A diretora do Centro de Pesquisas, Ana Ávila, disse que, além de Piracicaba, Limeira também contará com uma estação hidrológica e outras duas ficarão em Campinas. “Essa estação é composta por sensor que mede o nível da água do rio (Piracicaba), tira fotos e tem sensor pluviométrico, tudo com transmissão de dados em tempo real.
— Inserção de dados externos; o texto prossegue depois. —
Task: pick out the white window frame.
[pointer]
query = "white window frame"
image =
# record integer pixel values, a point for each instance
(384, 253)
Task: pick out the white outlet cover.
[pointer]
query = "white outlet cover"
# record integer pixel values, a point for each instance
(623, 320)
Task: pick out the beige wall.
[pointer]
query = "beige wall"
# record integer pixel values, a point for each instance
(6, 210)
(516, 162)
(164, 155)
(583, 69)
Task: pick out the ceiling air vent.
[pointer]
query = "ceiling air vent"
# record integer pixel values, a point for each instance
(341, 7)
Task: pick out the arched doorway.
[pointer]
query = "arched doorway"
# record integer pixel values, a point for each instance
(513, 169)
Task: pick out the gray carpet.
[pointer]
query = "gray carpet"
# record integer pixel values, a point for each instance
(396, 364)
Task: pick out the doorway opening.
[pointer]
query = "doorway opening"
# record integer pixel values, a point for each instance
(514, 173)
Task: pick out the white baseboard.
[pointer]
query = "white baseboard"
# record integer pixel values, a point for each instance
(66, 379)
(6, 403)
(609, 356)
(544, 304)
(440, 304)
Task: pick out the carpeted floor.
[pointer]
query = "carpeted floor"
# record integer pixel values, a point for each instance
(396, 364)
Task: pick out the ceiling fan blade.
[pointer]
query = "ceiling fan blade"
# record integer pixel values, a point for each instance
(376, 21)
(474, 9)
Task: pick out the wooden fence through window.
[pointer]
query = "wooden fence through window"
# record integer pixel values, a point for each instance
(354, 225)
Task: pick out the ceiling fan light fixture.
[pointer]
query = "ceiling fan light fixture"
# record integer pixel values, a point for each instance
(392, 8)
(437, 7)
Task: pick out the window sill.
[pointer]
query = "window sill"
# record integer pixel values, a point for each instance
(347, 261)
Estamos em campo instalando os equipamentos e acreditamos que até o começo de setembro estejam operando”, afirmou.

Quanto ao projeto, Ana afirmou que a duração de coleta dos dados com o radar será de dois anos e reforçou a importância de adquirir um equipamento similar após o prazo. “Será importante para continuar captando com precisão e antecedência grandes eventos atmosféricos (tempestades).” O radar meteorológico do Cepagri será instalado no campus da Unicamp e também coletará dados por aproximadamente dois anos.

Sensores de descargas elétricas capazes de captar a formação de raios no interior das nuvens — em até 20 quilômetros — serão colocados em Americana, Campinas (no campus da Unicamp), Itatiba, Indaiatuba, Santo Antônio de Posse e Tuiuti. Eles farão o acompanhamento e a formação de nuvens com potencial de gerar fenômenos severos. Um anemômetro sônico também será instalado no próprio radar na Unicamp. O equipamento serve para estudar ventos fortes na zona urbana.

PROJETO — O SOS Chuva contou com R$ 3,5 milhões de financiamento da Fapesp (Fundação de Amparo à Pesquisa do Estado de São Paulo) e foi aprovado no final de 2015.